As much I'd like to identify as an pilgrim, however, some important distinctions get in the way. Pilgrims embark on their journeys with a specific destination in mind: Mecca, Jerusalem, Lhasa, Canterbury, the Ganges. These sites have existed for centuries and were built on geography and sets of beliefs that have nothing to do with me. Furthermore, once they've reached their destination and found their redemption (or not), pilgrims go home again. I am, by comparison, a godless drifter---or perhaps irrevocably American. This country pays homage to the spirit of what it holds sacred with a very different set of pilgrimages: the Appalachian, the Continental Divide, and the Pacific Crest Trails.

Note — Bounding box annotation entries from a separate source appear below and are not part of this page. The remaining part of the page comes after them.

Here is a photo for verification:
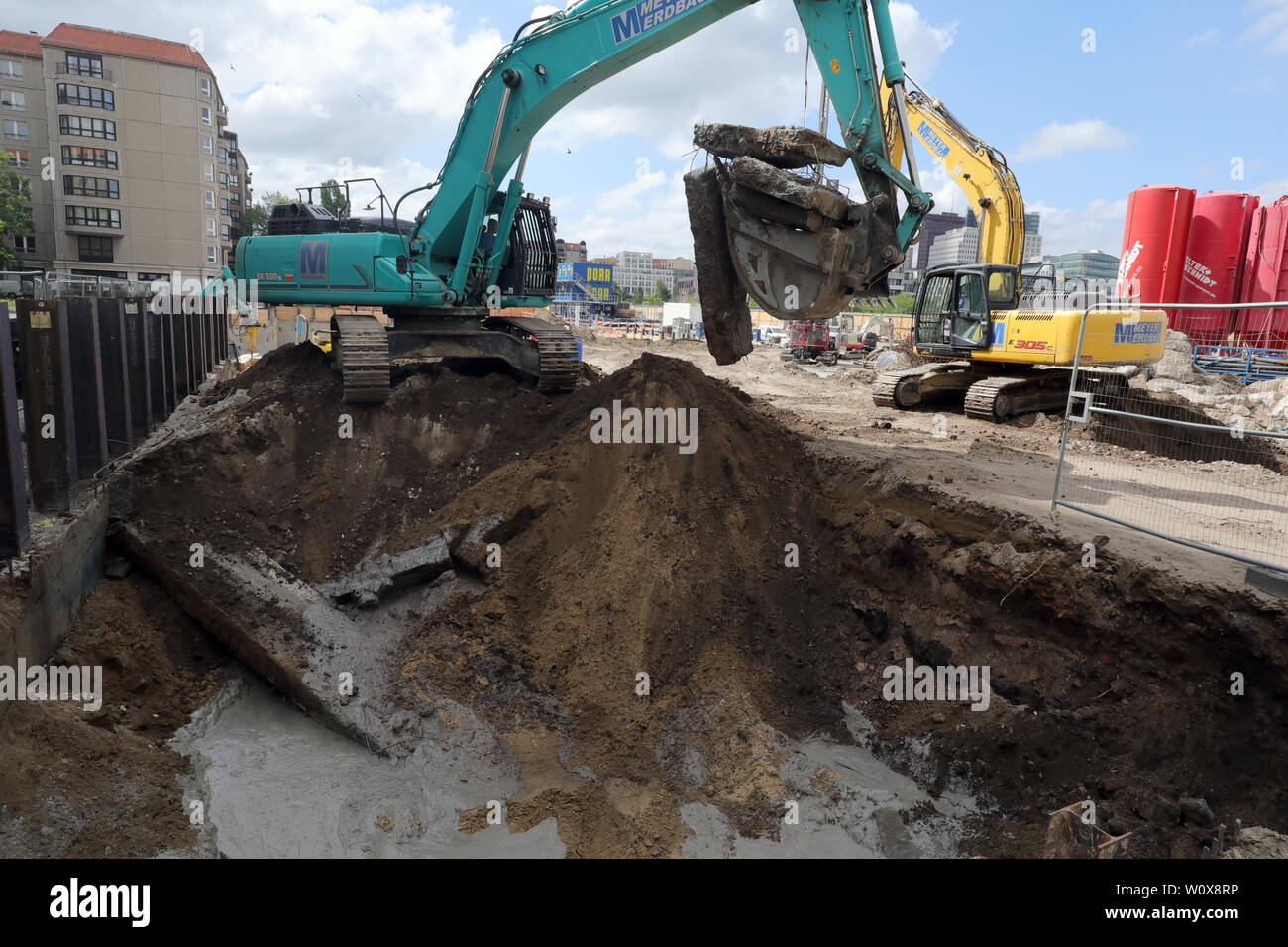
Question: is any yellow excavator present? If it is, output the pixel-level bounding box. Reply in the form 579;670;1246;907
872;73;1167;421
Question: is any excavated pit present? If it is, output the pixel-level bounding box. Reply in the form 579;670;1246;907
97;344;1288;857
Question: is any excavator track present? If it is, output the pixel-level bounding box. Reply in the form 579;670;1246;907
483;316;581;394
872;362;971;411
966;368;1127;424
331;316;389;403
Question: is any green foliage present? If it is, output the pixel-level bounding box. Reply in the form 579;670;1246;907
322;177;349;220
0;151;33;269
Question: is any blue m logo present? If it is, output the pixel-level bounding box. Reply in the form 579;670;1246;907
300;240;327;282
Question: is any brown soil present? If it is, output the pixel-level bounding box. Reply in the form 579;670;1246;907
105;346;1288;857
0;574;232;858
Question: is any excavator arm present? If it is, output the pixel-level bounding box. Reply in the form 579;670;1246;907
881;76;1024;274
237;0;931;318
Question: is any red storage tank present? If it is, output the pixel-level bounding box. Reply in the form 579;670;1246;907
1234;197;1288;348
1118;184;1194;320
1171;191;1261;346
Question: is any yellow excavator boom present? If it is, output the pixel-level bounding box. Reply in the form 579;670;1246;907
881;73;1024;266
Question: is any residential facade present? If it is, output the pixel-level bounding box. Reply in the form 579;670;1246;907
0;23;250;282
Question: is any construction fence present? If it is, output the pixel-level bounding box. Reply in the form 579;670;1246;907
1052;303;1288;571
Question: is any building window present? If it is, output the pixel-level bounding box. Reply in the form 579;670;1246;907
58;82;116;111
67;53;103;78
58;115;116;141
67;204;121;230
76;237;112;263
63;145;116;171
63;174;121;201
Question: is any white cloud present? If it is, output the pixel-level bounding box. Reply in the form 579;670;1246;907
541;0;956;158
1025;197;1127;256
1181;27;1221;49
1012;119;1132;161
1243;0;1288;54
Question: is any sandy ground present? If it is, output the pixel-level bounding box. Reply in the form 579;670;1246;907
583;338;1288;588
0;339;1288;857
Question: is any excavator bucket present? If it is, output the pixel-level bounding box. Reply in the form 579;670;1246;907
684;125;901;365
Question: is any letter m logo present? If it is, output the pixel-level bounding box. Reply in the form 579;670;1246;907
613;5;640;46
300;240;327;282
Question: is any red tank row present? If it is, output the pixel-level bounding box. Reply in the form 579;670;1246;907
1118;185;1288;348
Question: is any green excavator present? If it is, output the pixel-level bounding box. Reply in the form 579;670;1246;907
224;0;932;402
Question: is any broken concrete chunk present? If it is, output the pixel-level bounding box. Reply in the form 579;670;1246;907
684;167;751;365
731;184;828;232
730;158;850;220
693;123;851;167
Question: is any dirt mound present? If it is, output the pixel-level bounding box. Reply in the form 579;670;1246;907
0;574;233;858
125;344;590;582
113;346;1288;856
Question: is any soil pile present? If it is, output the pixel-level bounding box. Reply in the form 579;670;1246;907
118;346;1288;856
0;574;235;858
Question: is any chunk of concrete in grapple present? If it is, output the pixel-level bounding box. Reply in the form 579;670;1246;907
684;166;751;365
693;123;851;167
730;158;851;222
731;184;832;233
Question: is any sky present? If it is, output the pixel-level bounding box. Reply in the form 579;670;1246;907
10;0;1288;257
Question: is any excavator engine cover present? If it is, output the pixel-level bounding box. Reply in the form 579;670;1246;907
686;125;902;365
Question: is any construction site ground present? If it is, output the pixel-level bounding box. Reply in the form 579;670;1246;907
0;335;1288;858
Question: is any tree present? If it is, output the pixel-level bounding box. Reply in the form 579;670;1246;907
242;191;293;237
322;177;349;220
0;151;33;269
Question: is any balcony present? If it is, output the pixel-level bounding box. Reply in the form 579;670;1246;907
54;61;116;85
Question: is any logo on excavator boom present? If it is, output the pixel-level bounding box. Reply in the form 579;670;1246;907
300;240;329;282
1115;322;1163;346
917;121;948;158
612;0;705;46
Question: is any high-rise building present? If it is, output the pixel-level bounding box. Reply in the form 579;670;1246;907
1042;250;1118;282
915;213;966;273
928;227;979;269
555;237;587;263
0;23;250;281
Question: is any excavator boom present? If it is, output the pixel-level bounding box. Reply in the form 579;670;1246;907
236;0;931;399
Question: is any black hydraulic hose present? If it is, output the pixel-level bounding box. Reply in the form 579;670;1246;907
510;10;562;43
394;184;434;257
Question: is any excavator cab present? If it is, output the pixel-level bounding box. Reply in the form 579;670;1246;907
914;266;1018;356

The trail itself is the destination.
The first I heard of any of them was when I was working at Two Fat Cats in Maine. A man came into the shop to buy a large cake, which he intended to deliver it to his daughter and her friends, who were thru-hiking the Appalachian Trail, and he wanted me to write across the top, "Katahdin or Bust!" Intrigued, I asked him about Katahdin, about them, about their quest. After he'd left, I commented to my friend Sue, the principal cake decorator in the shop, that the Appalachian Trail sounded freaking awesome. Sue said she'd heard a lot about it, living on the east coast, and had always wanted to try it someday. We made a pact that we would go together---someday.
That was probably in August 2008---by the end of that month I'd left Maine and moved on to new adventures. Years later I picked up Bryson's A Walk in the Woods and rekindled the fire---then went to Antarctica, where I sat through a fellow galley-rat's presentation on the AT's heretofore-unknown-to-me western sister, the PCT. It sounded EVEN BETTER. Wilder. Drier. A pilgrimage from Mexico to Canada. States I had once lived in, names that sounded vaguely familiar, and a landscape I had never experienced--something about it was meaningful. I let the seed of that idea take a long time to germinate. And here's a crazy thought: all I have to do is fly from here to San Diego and walk back again. Mom and Dad can pick me up in Canada.
I am planning to go on a long and difficult walk for five months because...it just seems like the thing to do. Because...it's terrifying...which is another word for wildly exciting.